The main factor that makes costs unpredictable is bandwidth. If someone uploads an image in 2020 and puts enough money to keep it online until 2030, and in 2028 it suddenly becomes incredibly popular for some reason, then the amount of money put aside to pay for that image could suddenly become much less than its true cost. So the 1-year limit to the guaranteed price means that if this happens, we don't lose tons of money and we don't have to break our promise to keep the image around until the listed date. Instead we lose a little bit of money in the short term and the image stays around a little bit shorter than expected, but still past the listed expiration date.
Pricing breakdown
The cost of hosting an image is made of three parts: storage, overhead and bandwidth. The price you are charged for an image is the sum of these three things. Let's look at them individually.
- Storage is simple: it is how much the disk space used actually costs. This is easy to predict, because the size of an image doesn't change once it is stored. Storage costs per terabyte generally decrease over time, so currently nothing is ever deleted, just made inaccessible until someone wants it enough.
- Overhead is also fairly simple, but harder to predict: it is the cost of stuff that doesn't directly relate to the number of images served. Paying for servers, monitoring systems, employees, domain names, security etc all fall into this category. Hiring a new employee or adding a new server will increase overhead, but figuring out a better workflow or making software more efficient will decrease it, so it's difficult to predict. However, it tends not to change very quickly.
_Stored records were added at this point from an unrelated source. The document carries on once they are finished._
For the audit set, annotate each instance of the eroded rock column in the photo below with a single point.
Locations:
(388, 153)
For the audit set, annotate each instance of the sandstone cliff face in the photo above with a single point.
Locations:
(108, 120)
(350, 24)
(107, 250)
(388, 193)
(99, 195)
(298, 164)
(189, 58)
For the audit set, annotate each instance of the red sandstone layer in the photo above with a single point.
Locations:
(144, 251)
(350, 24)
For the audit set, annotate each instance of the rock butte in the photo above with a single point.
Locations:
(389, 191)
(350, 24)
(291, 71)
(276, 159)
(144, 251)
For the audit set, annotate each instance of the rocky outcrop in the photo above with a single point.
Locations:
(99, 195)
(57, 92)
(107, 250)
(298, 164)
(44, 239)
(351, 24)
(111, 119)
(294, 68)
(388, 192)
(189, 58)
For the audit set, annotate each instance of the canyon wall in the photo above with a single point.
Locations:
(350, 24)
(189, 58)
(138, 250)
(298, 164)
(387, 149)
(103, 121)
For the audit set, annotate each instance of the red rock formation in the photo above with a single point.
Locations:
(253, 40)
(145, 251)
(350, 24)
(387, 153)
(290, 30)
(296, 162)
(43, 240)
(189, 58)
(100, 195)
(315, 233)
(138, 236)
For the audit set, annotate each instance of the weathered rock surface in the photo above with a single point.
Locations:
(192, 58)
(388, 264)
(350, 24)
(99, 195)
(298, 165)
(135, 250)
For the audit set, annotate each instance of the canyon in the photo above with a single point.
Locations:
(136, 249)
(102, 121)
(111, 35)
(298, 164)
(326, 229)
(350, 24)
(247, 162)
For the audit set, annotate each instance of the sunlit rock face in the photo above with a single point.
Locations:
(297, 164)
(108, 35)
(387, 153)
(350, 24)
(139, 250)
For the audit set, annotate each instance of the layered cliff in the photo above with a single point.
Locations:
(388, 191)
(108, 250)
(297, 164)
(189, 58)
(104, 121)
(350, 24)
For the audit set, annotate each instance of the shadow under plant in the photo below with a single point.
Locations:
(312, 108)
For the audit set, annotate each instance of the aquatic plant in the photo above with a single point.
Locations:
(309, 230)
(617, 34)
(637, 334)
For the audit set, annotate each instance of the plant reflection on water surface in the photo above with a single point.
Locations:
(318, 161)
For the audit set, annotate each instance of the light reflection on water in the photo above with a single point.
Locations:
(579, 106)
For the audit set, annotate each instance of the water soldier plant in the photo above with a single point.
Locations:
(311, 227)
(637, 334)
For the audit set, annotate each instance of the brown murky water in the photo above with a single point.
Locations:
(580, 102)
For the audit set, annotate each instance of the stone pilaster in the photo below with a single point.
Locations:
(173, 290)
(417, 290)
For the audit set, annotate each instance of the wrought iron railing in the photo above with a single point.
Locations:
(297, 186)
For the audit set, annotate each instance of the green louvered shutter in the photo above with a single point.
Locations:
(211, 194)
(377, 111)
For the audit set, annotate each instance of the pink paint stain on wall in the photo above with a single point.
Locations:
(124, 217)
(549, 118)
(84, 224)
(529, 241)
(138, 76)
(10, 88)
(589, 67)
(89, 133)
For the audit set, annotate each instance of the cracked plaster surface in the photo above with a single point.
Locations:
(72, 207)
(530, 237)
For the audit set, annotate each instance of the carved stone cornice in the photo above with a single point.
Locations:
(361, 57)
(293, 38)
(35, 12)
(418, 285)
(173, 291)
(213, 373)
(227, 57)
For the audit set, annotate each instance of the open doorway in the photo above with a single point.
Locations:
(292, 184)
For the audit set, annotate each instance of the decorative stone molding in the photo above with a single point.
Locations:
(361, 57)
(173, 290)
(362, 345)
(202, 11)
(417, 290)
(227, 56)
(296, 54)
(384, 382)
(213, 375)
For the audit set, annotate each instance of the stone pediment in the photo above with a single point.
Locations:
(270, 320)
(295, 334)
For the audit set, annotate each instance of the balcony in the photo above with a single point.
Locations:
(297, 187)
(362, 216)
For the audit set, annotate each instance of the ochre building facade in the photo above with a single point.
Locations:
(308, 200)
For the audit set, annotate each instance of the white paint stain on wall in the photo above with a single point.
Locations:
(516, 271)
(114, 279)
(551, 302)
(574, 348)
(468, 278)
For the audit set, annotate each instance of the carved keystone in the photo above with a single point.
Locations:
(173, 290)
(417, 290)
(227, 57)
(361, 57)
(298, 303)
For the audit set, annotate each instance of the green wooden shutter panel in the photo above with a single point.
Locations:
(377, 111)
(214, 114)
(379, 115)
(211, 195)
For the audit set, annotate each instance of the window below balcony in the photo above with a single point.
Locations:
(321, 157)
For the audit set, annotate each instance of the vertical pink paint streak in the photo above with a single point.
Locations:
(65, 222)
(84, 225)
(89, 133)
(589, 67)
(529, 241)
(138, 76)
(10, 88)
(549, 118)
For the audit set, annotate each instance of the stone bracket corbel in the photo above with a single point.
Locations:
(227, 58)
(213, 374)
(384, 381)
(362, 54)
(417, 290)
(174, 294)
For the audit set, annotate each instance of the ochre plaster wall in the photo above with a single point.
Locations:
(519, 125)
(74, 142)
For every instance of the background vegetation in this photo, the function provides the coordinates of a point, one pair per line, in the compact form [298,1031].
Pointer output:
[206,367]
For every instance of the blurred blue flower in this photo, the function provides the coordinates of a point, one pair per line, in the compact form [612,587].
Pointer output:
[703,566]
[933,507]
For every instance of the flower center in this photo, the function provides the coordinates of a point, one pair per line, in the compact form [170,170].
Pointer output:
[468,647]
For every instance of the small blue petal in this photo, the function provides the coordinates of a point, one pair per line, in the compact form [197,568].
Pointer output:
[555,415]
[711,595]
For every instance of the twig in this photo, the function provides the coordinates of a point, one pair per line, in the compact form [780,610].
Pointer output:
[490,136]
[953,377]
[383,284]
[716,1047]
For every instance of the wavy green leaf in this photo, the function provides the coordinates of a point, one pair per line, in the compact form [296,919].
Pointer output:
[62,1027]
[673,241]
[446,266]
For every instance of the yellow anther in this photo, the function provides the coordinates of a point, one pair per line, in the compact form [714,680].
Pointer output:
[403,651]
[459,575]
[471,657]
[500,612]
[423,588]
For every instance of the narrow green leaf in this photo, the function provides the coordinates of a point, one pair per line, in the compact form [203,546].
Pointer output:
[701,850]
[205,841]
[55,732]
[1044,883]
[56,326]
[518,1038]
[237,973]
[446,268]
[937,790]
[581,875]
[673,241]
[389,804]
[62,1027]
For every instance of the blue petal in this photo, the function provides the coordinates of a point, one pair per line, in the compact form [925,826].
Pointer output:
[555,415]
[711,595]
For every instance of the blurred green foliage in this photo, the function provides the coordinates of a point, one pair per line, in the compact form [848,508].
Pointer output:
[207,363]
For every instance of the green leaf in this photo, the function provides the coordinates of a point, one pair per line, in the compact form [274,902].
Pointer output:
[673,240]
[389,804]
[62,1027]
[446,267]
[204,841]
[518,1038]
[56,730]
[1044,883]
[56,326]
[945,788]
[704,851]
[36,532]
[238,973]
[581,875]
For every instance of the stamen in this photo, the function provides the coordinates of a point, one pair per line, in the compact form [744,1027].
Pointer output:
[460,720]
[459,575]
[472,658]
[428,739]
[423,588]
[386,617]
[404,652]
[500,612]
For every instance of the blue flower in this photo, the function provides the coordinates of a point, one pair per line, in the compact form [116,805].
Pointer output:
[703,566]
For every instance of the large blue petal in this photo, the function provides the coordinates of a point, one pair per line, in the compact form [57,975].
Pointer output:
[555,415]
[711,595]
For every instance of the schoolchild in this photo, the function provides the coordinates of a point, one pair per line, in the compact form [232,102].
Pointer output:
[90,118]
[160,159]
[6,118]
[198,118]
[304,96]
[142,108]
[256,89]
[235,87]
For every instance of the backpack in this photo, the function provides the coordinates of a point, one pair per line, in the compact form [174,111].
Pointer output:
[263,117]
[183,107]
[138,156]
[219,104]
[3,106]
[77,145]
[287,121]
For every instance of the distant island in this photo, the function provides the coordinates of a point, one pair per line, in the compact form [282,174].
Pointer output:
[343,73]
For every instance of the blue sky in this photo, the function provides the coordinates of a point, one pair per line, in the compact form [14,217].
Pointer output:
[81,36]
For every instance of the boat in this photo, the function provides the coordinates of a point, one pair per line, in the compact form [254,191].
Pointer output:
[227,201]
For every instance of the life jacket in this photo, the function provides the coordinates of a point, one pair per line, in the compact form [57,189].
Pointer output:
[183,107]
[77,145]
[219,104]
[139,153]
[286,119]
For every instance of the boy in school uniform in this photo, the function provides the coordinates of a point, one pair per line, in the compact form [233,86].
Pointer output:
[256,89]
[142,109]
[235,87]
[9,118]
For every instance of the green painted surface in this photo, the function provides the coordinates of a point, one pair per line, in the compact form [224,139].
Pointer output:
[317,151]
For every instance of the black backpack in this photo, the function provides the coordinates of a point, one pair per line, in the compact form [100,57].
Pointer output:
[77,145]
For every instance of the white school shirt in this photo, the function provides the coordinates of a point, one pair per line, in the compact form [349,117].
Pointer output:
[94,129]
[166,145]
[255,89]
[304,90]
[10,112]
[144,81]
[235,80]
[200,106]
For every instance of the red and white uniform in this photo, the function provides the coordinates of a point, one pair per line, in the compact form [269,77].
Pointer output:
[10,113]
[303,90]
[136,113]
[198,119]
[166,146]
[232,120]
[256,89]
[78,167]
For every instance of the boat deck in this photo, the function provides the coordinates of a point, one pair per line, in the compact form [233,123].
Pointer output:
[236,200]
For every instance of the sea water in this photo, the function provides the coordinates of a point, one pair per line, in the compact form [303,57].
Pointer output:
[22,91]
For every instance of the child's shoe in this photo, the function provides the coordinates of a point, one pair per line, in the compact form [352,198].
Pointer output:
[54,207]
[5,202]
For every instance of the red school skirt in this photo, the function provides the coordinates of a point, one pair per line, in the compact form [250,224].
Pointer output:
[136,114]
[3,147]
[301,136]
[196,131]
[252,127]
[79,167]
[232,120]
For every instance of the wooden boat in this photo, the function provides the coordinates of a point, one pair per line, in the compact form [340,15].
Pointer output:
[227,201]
- Bandwidth is the kicker: it is the cost of actually sending a data to users, and it varies based on the popularity of the data. That is mostly a steady state, but as anyone knows who has seen a server go down due to becoming suddenly way too popular, it can spike extremely quickly. This is impossible to predict, so by letting people pay for bandwidth in advance we are effectively making a guess at what the image's bandwidth costs will be during that time. So we average bandwidth costs over all images and once per month adjust it based on the previous month's costs, plus some slack to account for estimated changes during the month to come.